Anti-Apartheid Leaders Outline Militant Plans, Urge Whites to Join
JOHANNESBURG, South Africa (AP) _ Anti-apartheid leaders Sunday announced a militant strategy of civil disobedience and political pressure and urged South African whites to join them for the ″final onslaught on apartheid.″
The plans were adopted late Saturday at a closed session of the largest anti-apartheid conference ever held in South Africa. It was attended by 4,662 black, white, Indian and mixed-race delegates from 2,128 organizations.
Several major black organizations to the left and right of mainstream anti- apartheid groups either boycotted the conference or were not invited.
But Murphy Morobe, one the organizers, said the Conference for a Democratic Future was a ″roaring success.″
″Business was concluded in a spirit of unity unprecedented in any gathering in the past with such a disparate array of organizations,′ he said at a news conference.
One resolution urged whites ″to break decisively with all apartheid forces and side with the majority.″ It urged them to conduct solidarity marches into black townships and proposed a campaign to create new municipalities by merging white cities and their adjoining black ghettos.
Another resolution urged an escalation of confrontational activity by black trade unions. It said workers should be prepared to occupy the Johannesburg Stock Exchange if necessary to prevent possible privatization of major state enterprises such as the postal and transport services.

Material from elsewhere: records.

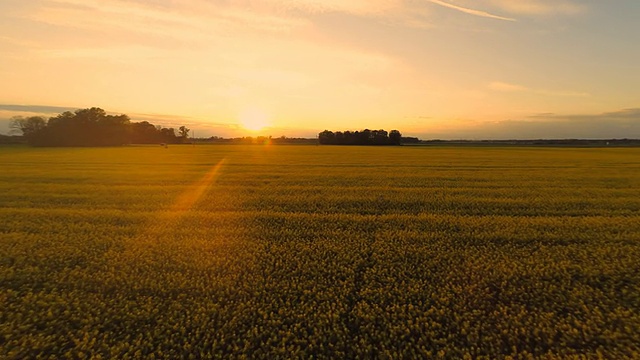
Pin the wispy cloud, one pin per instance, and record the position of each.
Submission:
(471, 11)
(539, 7)
(507, 87)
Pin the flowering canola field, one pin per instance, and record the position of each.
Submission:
(324, 252)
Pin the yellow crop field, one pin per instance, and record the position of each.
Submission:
(319, 252)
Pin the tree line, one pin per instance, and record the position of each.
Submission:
(93, 127)
(364, 137)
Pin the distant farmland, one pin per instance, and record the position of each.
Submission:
(327, 252)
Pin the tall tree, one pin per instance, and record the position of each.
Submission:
(183, 131)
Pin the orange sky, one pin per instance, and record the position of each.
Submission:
(431, 68)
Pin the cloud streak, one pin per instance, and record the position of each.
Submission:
(471, 11)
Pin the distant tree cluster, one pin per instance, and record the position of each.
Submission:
(364, 137)
(93, 127)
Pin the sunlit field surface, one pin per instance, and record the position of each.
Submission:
(327, 252)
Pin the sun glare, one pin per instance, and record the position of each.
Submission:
(254, 120)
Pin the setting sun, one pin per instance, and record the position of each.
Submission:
(254, 120)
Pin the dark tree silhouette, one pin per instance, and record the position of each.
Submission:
(184, 132)
(364, 137)
(92, 127)
(29, 126)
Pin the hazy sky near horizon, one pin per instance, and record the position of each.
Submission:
(431, 68)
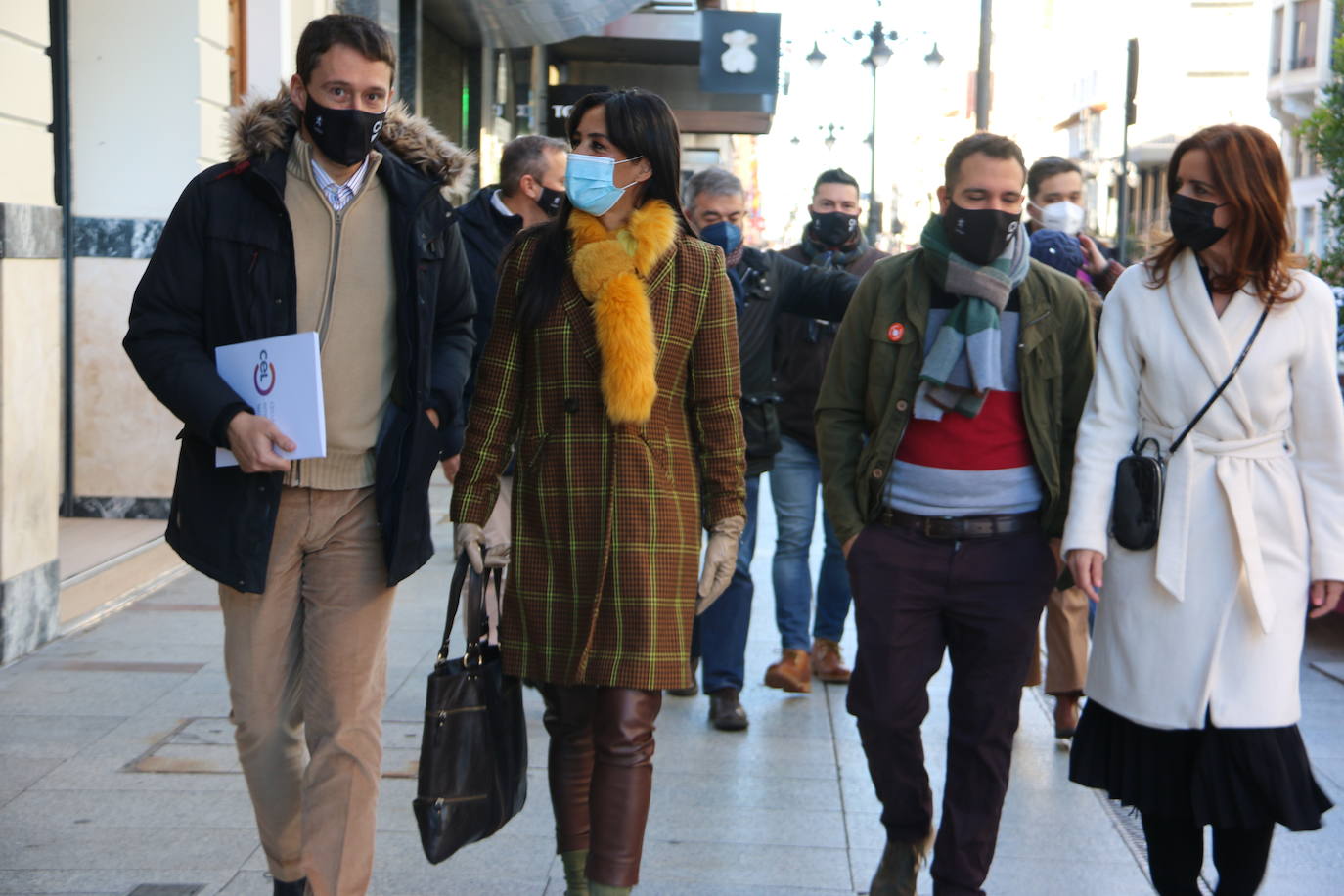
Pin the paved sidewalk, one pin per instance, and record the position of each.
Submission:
(117, 771)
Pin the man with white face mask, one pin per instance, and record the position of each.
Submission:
(1055, 202)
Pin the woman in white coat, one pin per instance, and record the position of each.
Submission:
(1192, 688)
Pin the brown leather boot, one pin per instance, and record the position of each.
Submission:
(793, 672)
(827, 662)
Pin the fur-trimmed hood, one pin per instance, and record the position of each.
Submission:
(261, 126)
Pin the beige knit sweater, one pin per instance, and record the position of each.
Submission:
(347, 291)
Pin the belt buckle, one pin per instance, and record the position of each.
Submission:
(940, 527)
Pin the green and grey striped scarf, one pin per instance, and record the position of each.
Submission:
(972, 328)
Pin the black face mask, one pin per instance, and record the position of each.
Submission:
(978, 236)
(550, 201)
(1192, 222)
(833, 227)
(343, 135)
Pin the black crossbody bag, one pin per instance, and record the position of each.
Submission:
(1136, 512)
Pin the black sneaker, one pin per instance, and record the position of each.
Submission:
(726, 712)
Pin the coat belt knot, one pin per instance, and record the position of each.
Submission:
(1232, 463)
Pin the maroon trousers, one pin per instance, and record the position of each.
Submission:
(916, 597)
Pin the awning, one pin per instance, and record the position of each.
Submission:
(523, 23)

″We call upon our people to reject capitalism and free market system,″ a resolution on economics said.
Perhaps the most important resolution, Morobe said, was a demand for non- racial elections for an assembly that would draft a constitution establishing a one-person, one-vote system for South Africa.
President F.W. de Klerk has rejected the concept of such an assembly. He has offered to negotiate a new constitution that would extend limited political rights to the black majority of 28 million, but he wants black negotiators chosen in segregated elections.
Since taking power in August, de Klerk has made several conciliatory moves aimed at promoting negotiations between blacks and the nation’s 5 million whites, who control the government and the economy. He has freed some prominent political prisoners, prohibited segregation of beaches, and permitted previously banned opposition activities, including meetings like the conference.
However, delegates adopted a resolution saying de Klerk’s proposals were ″designed to enmesh our organizations and people in schemes to maintain the status quo.″
″The conference ... took the view that President de Klerk’s reform initiatives are devoid of substance,″ Morobe said.
Other resolutions urged parents and students to defy school segregation policies, demanded land redistribution and urged young white men to refuse mandatory military service. Delegates also demanded appointment of an independent commission to investigate allegations that police death squads have killed government opponents.
Another resolution demanded an end to the state of emergency imposed in June 1986. Many delegates belong to groups restricted by emergency regulations.
Most delegates were aligned to some degree with the outlawed African National Congress guerrilla movement and affiliated groups in South Africa.
The most notable absentees were Inkatha, a relatively conservative Zulu organization opposed to the ANC’s militant tactics, and so-called Africanist groups, which oppose the ANC’s philosophy of non-racism.
Although black unity remains elusive, Morobe said the conference ″far surpassed our expectations.″
″A firm basis was established for the political direction of all anti- apartheid forces well into the 1990s, the decade of the final onslaught against apartheid,″ he said.
Observers from 19 countries attended the conference and organizers said funding was provided by the Dutch government and church groups from Denmark, Norway and Sweden. They said the Canadian government had offered to finance regional follow-up meetings.